Having taken a deserved beating for signing off on the BP permit, federal regulators have blocked the one gifted to U.S. Steel by the Indiana Environmental Management Department. Unless Indiana revises the permit to overcome those objections or offers a satisfactory explanation of why it wrote the permit the way it did, the EPA will reject the permit.
In its two letters of objection to the Indiana environmental agency, the EPA demanded more stringent pollution standards, greater disclosure on limits and proof that the steel giant -- whose $157 million in profits in 2006 earned it the 147th spot on the Fortune 500 -- needs as much as five years to comply with clean water standards for some chemicals. Given how elusive definitive figures on pollution levels are, these could be tricky negotiations.
By the terms of U.S. Steel's 1994 permit, the company -- the single largest source of water pollution in the Lake Michigan basin -- is allowed to release a monthly average of 29.8 pounds of chromium per month. Under the terms of the new permit, that would go up to 48.5 pounds, a 56 percent increase. Indiana claims those numbers are misleading because the discharge is now measured before it is treated, when it is more concentrated. Previously, the pollutants were measured after treatment.

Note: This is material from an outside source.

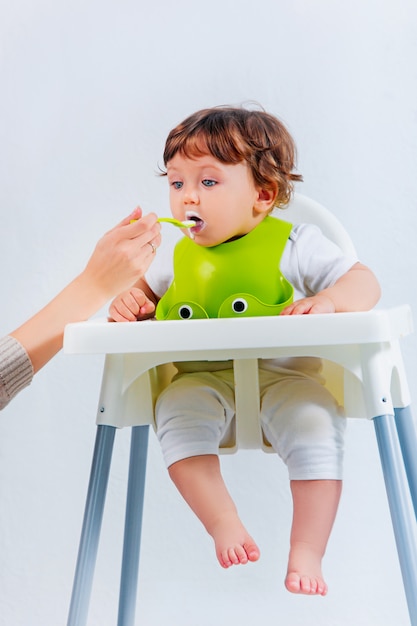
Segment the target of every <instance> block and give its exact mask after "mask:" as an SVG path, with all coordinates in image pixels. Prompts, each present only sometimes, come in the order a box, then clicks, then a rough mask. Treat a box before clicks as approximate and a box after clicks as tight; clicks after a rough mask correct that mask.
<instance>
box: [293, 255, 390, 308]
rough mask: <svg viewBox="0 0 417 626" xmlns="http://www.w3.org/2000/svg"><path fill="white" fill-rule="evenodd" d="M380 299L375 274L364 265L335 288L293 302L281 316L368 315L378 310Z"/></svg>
mask: <svg viewBox="0 0 417 626" xmlns="http://www.w3.org/2000/svg"><path fill="white" fill-rule="evenodd" d="M380 295H381V290H380V287H379V283H378V281H377V279H376V277H375V275H374V273H373V272H372V271H371V270H370V269H369V268H368V267H366V266H365V265H362V264H361V263H355V265H353V266H352V267H351V269H350V270H349V271H347V272H346V274H343V276H341V277H340V278H339V280H337V281H336V282H335V284H334V285H333V286H332V287H328V288H327V289H323V290H322V291H319V292H318V293H316V294H315V295H314V296H311V297H308V298H302V299H301V300H297V301H296V302H293V304H290V306H288V307H287V308H286V309H284V310H283V311H282V313H281V315H304V314H308V313H339V312H347V311H368V310H369V309H372V307H374V306H375V304H376V303H377V302H378V300H379V298H380Z"/></svg>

If this permit was objectionable enough to be flagged by the EPA, how in the world can the federal agency deny environmental groups and other members of the public an opportunity to challenge the permit? This is a public health issue. How much pollution goes into Lake Michigan directly affects the quality of the water we put in our bodies every day.
Perhaps if Lake Michigan were the major source of drinking water for Hoosiers, we wouldn't have to keep revisiting this issue: No more polluting Lake Michigan. If Indiana's environmental agency and the EPA don't do the right thing in keeping big companies -- however much they contribute to Indiana's economy -- from poisoning this precious resource, we will only shout louder.